Pendekatan lanskap berkelanjutan yang dilakukan proyek mencakup fasilitasi kebijakan dan peraturan, bantuan teknis, dan peningkatan kapasitas, serta dilaksanakan melalui kemitraan dengan instansi pemerintah, penyedia layanan, dan masyarakat. Di Simalungun, USAID IUWASH Tangguh bekerja sama dengan Badan Meteorologi, Klimatologi, dan Geofisika (BMKG) dan Dinas Pertanian Kabupaten Simalungun menyelenggarakan program pelatihan “sekolah iklim” yang ditujukan bagi kelompok petani lokal di Desa Bandar Damanik.

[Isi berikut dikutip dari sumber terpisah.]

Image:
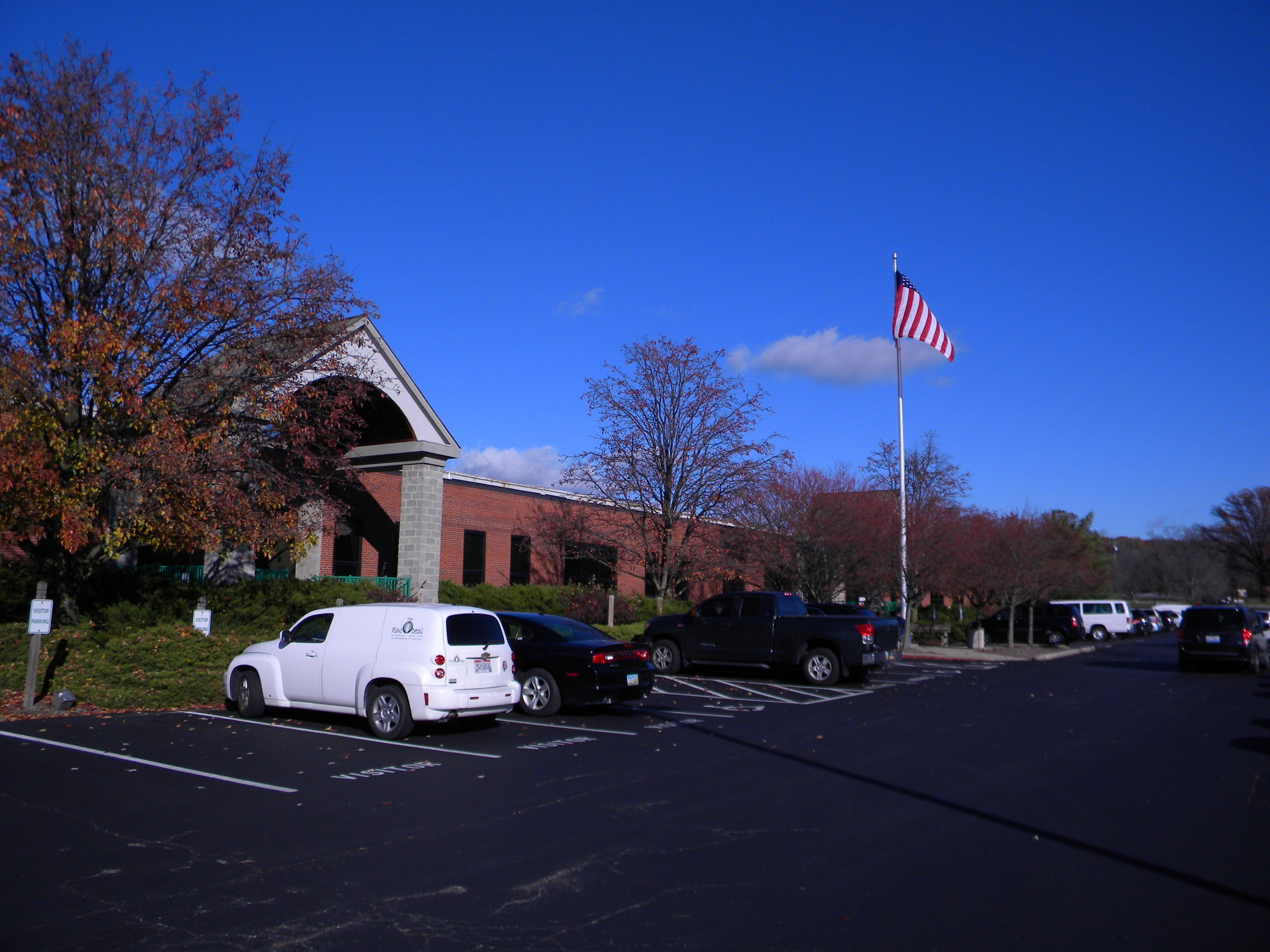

Melalui serangkaian pelatihan di kelas dan lapangan, program ini bertujuan untuk membantu kelompok tani lokal memahami dampak perubahan iklim dan memperoleh keterampilan praktis serta informasi mengenai adaptasi dan mitigasi. Dari bulan Agustus hingga September 2023, para pakar dari ketiga lembaga tersebut memberikan pelatihan kepada 18 kelompok tani, tentang cara menilai tren air hujan, mengelola tanah, dan teknik-teknik pertanian konservasi.
Agun Satria Silalahi yang selama ini berprofesi sebagai petani, menekankan bahwa pelatihan ini meningkatan pengetahuan mereka tentang konservasi dan adaptasi iklim. “Kami belajar cara mengukur curah hujan, memilih jenis tanaman untuk berbagai kondisi cuaca, melestarikan sumber air, menanam tanaman konservatif untuk mencegah tanah longsor, dan menstabilkan tepian sungai.”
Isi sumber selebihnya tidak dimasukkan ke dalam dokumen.